Em evento sobre Auschwitz, em Israel, líderes alertam para ameaça do extremismo

Líderes e delegações de quase 50 países participaram em Israel nesta quinta-feira (23) da quinta edição do Fórum Mundial do Holocausto, evento em homenagem ao 75º aniversário da liberação de Auschwitz – maior campo de extermínio nazista -, na próxima segunda-feira (27). A cerimônia refletiu não só a preocupação com o crescimento do antissemitismo e de movimentos nacionalistas e negacionistas, mas também disputas atuais sobre o papel da antiga União Soviética e de países europeus na Segunda Guerra Mundial.

O evento no Memorial do Holocausto de Jerusalém, intitulado “Relembrando o Holocausto, Lutando contra o Antissemitismo”, foi aberto com discursos do presidente israelense, Reuven Rivlin, e do premier Benjamin Netanyahu. Os dois destacaram a importância do combate ao antissemitismo – “uma doença maligna que destrói povos e países”, segundo Rivlin – e a importância de relembrar o extermínio de cerca de 6 milhões de judeus entre 1941 e 1945.

Netanyahu, que está em sua terceira campanha eleitoral depois de duas eleições inconclusivas em menos de um ano, voltou-se para o Irã. O premier chamou a República Islâmica de “o regime mais antissemita do planeta”, acusando a República Islâmica de “buscar abertamente aniquilar o único Estado judeu”. Em seguida, ele agradeceu aos Estados Unidos, representados no evento pelo vice-presidente Mike Pence, por “confrontar os tiranos de Teerã”, referindo-se às tensões do início de janeiro, após o assassinato do general iraniano Qassem Soleimani.

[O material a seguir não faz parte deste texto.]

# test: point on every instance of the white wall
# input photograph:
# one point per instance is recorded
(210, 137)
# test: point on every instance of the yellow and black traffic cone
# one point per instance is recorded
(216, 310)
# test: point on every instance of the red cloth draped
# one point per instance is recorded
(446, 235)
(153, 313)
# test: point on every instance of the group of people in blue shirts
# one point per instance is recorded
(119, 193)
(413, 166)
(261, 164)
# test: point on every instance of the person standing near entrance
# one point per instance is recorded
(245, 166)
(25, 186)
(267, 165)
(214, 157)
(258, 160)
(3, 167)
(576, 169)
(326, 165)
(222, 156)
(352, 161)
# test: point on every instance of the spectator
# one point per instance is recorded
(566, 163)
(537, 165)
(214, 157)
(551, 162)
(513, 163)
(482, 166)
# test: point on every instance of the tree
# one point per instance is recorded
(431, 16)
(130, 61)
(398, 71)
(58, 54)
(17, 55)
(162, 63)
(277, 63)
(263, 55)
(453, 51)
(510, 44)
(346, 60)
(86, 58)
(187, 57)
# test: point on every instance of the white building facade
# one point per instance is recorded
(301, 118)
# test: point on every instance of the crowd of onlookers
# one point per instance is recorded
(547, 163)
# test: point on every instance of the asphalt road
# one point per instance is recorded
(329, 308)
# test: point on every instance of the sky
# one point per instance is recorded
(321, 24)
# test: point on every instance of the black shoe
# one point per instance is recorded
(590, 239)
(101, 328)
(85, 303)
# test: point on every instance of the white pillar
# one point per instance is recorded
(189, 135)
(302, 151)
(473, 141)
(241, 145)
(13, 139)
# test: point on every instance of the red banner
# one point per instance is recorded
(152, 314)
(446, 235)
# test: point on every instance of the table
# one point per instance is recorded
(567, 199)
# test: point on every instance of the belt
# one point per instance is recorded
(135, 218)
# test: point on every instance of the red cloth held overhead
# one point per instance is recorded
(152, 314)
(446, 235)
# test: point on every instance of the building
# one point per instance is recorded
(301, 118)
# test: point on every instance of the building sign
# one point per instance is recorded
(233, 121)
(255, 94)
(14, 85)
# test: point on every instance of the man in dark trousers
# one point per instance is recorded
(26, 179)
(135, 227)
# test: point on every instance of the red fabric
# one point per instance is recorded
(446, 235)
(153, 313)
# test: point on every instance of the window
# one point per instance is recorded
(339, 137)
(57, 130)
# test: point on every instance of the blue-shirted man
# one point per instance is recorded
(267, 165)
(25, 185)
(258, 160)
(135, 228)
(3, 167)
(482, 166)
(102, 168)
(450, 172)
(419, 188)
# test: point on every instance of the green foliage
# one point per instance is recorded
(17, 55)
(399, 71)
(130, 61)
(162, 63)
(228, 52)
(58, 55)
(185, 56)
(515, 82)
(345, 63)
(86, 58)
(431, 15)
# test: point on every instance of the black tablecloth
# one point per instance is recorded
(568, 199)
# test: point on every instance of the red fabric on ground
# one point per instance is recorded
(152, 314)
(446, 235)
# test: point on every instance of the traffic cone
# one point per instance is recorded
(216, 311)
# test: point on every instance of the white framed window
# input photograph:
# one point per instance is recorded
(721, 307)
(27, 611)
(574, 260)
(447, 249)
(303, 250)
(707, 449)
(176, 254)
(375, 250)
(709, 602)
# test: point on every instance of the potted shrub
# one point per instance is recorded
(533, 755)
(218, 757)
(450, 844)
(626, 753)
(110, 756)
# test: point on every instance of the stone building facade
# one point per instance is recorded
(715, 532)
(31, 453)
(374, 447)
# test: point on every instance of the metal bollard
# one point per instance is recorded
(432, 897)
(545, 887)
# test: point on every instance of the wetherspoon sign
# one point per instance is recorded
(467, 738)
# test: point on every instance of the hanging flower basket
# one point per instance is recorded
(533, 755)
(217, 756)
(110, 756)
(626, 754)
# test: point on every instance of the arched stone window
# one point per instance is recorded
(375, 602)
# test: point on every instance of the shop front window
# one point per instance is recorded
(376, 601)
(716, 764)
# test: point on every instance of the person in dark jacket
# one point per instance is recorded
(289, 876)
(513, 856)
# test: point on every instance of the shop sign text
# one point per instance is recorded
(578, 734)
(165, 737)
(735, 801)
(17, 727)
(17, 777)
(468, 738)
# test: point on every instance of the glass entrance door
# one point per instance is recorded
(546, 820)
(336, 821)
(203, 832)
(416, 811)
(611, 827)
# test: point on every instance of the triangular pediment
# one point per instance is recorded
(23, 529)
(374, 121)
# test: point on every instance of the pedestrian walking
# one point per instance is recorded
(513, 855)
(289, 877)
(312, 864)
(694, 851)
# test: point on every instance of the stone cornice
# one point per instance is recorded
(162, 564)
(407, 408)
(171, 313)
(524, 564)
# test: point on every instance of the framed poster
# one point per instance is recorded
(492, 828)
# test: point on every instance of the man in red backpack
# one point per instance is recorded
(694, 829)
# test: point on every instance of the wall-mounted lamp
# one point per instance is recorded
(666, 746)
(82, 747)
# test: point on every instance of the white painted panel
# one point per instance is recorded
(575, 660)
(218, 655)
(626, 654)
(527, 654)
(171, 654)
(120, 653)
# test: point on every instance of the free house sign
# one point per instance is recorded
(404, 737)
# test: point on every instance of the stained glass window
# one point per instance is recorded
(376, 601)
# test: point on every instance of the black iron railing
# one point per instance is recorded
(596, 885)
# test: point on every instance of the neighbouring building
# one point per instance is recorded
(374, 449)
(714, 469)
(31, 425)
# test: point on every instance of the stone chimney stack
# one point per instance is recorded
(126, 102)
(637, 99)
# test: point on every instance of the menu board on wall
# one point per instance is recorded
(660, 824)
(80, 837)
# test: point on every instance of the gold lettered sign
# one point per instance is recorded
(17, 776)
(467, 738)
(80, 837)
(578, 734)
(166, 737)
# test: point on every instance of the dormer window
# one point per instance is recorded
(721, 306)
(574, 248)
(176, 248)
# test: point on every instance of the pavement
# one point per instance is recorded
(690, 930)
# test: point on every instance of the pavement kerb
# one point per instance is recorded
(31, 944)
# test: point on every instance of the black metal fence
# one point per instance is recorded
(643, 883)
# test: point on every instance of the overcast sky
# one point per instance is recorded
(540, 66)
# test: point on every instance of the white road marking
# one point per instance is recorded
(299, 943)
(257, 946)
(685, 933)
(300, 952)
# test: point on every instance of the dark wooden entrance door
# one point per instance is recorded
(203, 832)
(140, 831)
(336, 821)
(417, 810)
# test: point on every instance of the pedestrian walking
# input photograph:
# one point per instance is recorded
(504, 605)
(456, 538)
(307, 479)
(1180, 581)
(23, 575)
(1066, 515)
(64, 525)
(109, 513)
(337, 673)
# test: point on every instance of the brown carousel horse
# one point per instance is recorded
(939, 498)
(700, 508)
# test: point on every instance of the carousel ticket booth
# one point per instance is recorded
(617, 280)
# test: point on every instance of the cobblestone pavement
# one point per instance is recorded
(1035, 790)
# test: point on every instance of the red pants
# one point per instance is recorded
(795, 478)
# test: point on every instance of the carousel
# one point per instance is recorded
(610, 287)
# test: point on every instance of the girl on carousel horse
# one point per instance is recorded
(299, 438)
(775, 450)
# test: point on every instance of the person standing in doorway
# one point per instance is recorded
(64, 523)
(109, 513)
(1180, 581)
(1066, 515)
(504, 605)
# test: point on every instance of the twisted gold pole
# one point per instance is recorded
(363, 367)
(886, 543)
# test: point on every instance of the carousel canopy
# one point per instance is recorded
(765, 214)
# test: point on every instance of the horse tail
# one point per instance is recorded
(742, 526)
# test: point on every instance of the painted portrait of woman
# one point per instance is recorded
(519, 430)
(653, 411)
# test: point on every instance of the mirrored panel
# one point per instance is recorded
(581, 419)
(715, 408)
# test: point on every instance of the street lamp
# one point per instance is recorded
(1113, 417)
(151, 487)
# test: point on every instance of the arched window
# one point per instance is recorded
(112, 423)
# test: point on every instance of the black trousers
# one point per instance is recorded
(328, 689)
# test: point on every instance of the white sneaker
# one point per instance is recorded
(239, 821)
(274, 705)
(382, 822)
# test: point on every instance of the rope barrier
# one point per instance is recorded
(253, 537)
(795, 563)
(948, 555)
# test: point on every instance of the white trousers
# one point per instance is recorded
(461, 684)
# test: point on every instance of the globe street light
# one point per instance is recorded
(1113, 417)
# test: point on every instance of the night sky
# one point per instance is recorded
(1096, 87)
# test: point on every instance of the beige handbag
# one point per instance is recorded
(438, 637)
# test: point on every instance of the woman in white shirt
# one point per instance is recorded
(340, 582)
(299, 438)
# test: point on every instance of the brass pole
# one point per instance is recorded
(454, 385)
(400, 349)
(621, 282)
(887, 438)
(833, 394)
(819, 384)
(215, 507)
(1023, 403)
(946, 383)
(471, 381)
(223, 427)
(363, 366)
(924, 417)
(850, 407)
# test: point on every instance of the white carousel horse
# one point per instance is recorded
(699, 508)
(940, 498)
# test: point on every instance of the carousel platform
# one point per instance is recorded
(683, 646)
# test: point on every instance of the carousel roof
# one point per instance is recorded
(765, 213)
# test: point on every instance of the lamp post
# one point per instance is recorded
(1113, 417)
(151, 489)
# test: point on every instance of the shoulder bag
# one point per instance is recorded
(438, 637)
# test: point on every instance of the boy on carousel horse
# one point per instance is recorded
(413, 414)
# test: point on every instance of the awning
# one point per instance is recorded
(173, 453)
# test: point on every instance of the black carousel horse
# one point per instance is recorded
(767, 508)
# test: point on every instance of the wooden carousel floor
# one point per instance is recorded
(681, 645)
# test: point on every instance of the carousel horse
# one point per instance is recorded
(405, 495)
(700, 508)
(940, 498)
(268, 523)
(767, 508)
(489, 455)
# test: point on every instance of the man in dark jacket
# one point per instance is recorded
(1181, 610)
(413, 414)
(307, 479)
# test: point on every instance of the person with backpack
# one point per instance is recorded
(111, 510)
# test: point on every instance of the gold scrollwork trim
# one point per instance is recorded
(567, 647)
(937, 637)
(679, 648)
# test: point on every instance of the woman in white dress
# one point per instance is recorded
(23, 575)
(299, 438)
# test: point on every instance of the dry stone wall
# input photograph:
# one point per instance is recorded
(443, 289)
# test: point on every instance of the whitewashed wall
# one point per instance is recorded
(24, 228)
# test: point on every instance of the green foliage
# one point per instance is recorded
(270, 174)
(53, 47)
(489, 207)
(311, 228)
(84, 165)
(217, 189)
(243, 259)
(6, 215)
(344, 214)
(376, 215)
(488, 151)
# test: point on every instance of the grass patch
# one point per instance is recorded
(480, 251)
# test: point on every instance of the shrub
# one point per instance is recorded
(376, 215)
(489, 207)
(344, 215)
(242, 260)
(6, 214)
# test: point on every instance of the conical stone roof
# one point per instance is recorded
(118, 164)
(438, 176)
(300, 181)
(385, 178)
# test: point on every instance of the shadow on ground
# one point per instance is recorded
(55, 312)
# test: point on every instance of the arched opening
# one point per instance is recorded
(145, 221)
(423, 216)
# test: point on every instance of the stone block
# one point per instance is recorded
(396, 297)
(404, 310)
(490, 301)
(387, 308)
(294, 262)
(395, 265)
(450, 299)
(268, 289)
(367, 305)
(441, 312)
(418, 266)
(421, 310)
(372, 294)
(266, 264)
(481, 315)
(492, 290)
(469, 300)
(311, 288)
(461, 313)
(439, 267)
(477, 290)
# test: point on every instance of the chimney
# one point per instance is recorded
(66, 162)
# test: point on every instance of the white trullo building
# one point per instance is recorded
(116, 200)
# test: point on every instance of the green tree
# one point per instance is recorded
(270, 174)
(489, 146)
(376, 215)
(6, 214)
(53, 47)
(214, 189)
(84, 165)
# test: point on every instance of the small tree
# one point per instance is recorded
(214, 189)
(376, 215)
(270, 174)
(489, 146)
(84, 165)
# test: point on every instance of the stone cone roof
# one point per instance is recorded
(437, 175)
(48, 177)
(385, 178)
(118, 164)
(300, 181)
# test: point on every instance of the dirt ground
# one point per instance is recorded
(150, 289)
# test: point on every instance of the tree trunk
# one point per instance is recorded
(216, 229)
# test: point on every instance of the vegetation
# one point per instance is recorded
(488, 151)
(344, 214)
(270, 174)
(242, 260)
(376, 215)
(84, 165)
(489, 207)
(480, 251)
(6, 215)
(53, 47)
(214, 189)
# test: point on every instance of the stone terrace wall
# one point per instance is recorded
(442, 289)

“Preocupa-me que ainda não tenhamos visto um posicionamento unificado e definitivo contra o regime mais antissemita do planeta”, disse Netanyahu, dirigindo-se aos líderes presentes, em especial os europeus, que considera não serem suficientemente duros em relação ao Irã.

Tom similar foi adotado pelo vice-presidente americano, que discursou alguns minutos após Netanyahu:
“Devemos também nos unir para combater o principal Estado antissemita”, disse Pence. “O único governo do mundo que nega o Holocausto em suas políticas estatais e defende apagar Israel do mapa. O mundo deve se unir firmemente contra a República Islâmica do Irã”.

Entre os 41 chefes de Estado e governo que foram a Jerusalém, o francês Emmanuel Macron ressaltou a importância de combater teorias negacionistas e relembrar as vítimas do regime nazista, destacando o crescimento do antissemitismo, da xenofobia e da intolerância.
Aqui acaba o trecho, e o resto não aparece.